Bu konudaki tavrım yıllardır değişmedi. Kimse bana masum hayvanların katledildiği kara avcılığını 'spor' olarak kabul ettiremedi.
Konu, bu hafta tam üç kez gündeme taşındı. İlkinde, Artvin Arhavi'deki masum bir ayı yavrusunu tüfekle yaralayıp, hayvancağız can çekişirken köpeklerini üzerine salarak parçalattıran bir sözde insanın icraatı tartışıldı. İkincisi ise dağ keçilerinin avlanması için ihale açılmasıydı. (Kamuoyundaki tepkiler sayesinde neyse ki iptal edildi) Üçüncü görüntü daha da iğrençti. Trabzon Of'ta avcılar, öldürdükleri ayının cesedini yumrukluyorlardı..
Kimse bana avcılığı 'doğa sporu' filan diye yutturmaya kalkmasın. Spor yapacaksan, dağ tepe silahsız koş. İlle de hayvanlara üstünlüğünü kanıtlayacaksan, ayı ile silahsız güreş. Tabii yiyorsa... Doğayı çok seviyorsan, tüfeğinin yerine fotoğraf makinesi alıp foto-safariye çık. Şöminenin üzerine geyik kafası yerine geyik fotosu koy, bakalım nasıl görünecek? Eğer adamsan, ayağının altındaki ölü dağ keçisiyle değil, hayvan barınağına mama taşırken fotoğraf çektir de görelim.

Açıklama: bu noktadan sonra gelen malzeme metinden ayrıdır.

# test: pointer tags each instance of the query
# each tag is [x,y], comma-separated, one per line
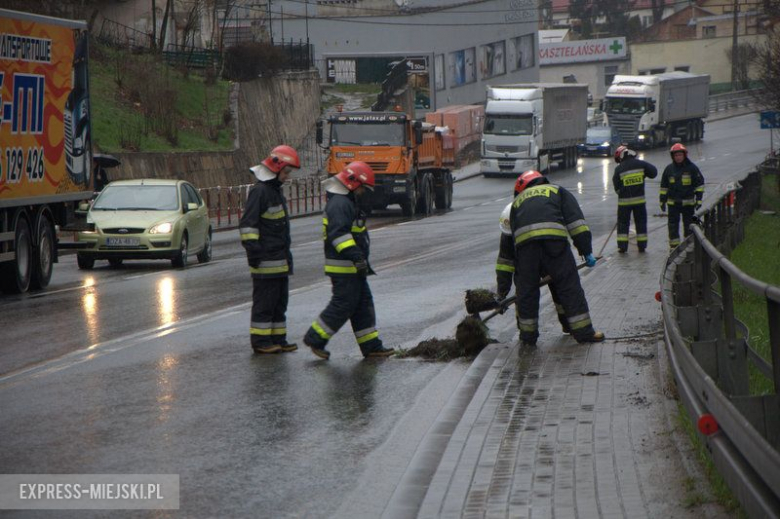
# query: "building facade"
[458,48]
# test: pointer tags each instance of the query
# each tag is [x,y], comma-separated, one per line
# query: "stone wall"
[270,111]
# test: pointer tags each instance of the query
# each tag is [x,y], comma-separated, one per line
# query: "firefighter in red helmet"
[629,183]
[346,243]
[265,234]
[682,189]
[542,218]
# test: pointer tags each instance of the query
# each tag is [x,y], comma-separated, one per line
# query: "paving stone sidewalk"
[582,431]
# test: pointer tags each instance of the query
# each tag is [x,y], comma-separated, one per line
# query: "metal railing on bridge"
[709,350]
[226,204]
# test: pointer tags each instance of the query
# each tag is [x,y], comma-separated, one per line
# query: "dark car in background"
[599,141]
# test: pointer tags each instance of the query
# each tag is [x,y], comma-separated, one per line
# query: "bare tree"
[743,55]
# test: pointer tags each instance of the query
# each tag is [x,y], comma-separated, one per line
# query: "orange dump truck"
[411,159]
[45,158]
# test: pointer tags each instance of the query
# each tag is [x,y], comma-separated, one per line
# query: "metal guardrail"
[226,204]
[709,351]
[731,100]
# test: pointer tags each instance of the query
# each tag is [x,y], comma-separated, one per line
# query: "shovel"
[506,303]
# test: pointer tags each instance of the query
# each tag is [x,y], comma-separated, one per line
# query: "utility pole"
[734,57]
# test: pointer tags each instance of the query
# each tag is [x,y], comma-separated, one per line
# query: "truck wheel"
[85,262]
[43,254]
[15,275]
[425,202]
[409,206]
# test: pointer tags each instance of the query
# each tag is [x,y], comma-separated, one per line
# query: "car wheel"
[180,260]
[85,262]
[204,256]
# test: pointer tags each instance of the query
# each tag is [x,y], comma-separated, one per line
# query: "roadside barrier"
[710,353]
[226,204]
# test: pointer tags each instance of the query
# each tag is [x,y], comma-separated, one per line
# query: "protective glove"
[362,267]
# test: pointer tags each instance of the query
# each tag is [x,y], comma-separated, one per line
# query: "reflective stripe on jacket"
[629,180]
[682,184]
[344,234]
[547,211]
[265,230]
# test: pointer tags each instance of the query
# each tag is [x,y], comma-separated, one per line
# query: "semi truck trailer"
[45,157]
[648,111]
[530,126]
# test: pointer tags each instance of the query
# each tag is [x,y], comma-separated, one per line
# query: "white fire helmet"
[503,222]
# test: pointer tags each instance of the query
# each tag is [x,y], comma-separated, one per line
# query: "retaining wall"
[268,111]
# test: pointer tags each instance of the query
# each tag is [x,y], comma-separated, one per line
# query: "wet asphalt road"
[147,369]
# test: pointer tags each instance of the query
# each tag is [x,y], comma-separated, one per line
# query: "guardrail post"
[773,312]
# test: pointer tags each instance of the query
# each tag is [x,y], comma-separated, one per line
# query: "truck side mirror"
[417,132]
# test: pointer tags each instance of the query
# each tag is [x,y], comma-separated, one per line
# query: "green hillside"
[139,103]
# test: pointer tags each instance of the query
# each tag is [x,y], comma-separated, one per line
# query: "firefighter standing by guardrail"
[682,189]
[265,234]
[629,183]
[346,263]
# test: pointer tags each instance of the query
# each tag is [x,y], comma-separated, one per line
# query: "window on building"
[493,60]
[521,52]
[610,71]
[462,67]
[438,71]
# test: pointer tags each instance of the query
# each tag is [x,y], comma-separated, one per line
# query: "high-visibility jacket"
[549,212]
[265,231]
[629,180]
[682,185]
[345,235]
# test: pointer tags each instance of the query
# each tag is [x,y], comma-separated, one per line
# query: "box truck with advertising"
[530,126]
[648,111]
[45,148]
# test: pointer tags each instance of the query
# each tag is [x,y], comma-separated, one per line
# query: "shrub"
[248,60]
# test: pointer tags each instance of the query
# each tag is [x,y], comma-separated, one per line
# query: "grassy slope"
[114,115]
[758,256]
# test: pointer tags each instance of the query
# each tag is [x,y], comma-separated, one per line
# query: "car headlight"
[162,228]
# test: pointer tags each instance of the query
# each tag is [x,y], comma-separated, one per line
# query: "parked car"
[600,140]
[146,219]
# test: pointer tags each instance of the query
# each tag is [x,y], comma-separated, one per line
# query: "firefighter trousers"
[675,212]
[624,221]
[351,300]
[555,258]
[269,307]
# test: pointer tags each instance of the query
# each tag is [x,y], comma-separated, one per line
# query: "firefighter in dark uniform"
[346,263]
[542,218]
[265,234]
[682,189]
[505,267]
[629,183]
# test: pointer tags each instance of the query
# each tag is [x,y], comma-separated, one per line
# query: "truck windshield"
[367,134]
[514,124]
[626,105]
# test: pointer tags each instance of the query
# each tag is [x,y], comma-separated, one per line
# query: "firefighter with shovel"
[542,218]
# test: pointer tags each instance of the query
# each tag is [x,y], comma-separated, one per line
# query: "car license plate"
[122,242]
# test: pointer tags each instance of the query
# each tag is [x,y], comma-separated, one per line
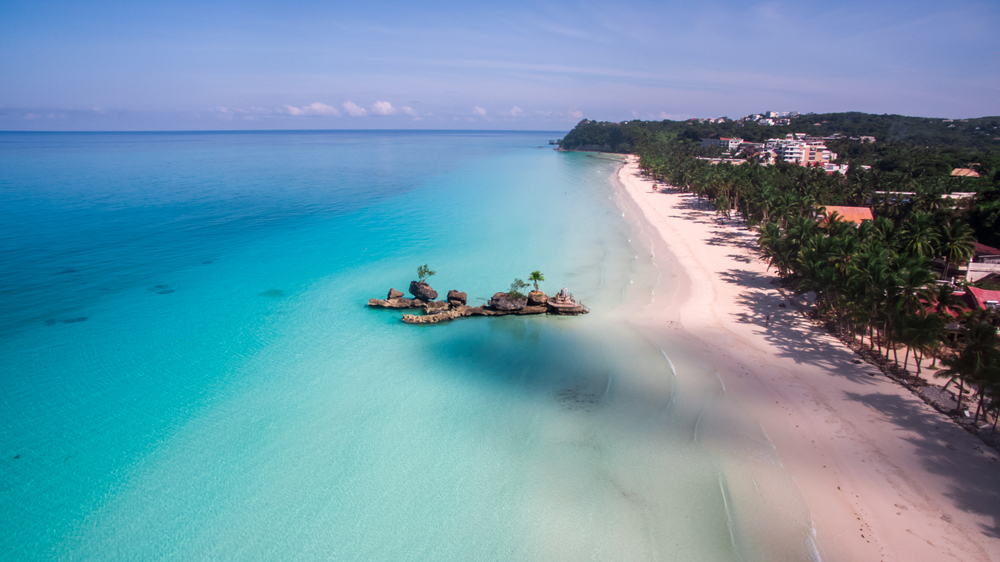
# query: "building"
[724,143]
[793,148]
[986,262]
[964,173]
[854,215]
[982,299]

Avcılık, masum hayvanların hayatına kastedilmesine, türlerin yok olma tehlikesiyle karşı karşıya kalmasına yol açtığı gibi bireysel silahlanmanın da önünü açıyor. Girin arşivlere bakın bakalım, son bir yılda 'av tüfeğiyle' kaç cinayet, yaralama ve soygun gerçekleştirilmiş...
Sizi bilmem ama ben artık avcı katliamı değil, sadece 'avcı palavrası' dinlemek istiyorum.
İntihar eden köpekler
NatGeo Wild kanalındaki Doğanın Tuhaf Yanları adlı belgeseli izlerken gerçekten de tuhaf bir olayla karşılaştım. Meğer İskoçya'daki Overton Köprüsü yıllardır köpek intiharlarına sahne oluyormuş. Bugüne kadar sahipleriyle gezmeye çıkan köpeklerden 15'i bir anda köprünün üzerinden aşağı atlayarak hayatına son vermiş.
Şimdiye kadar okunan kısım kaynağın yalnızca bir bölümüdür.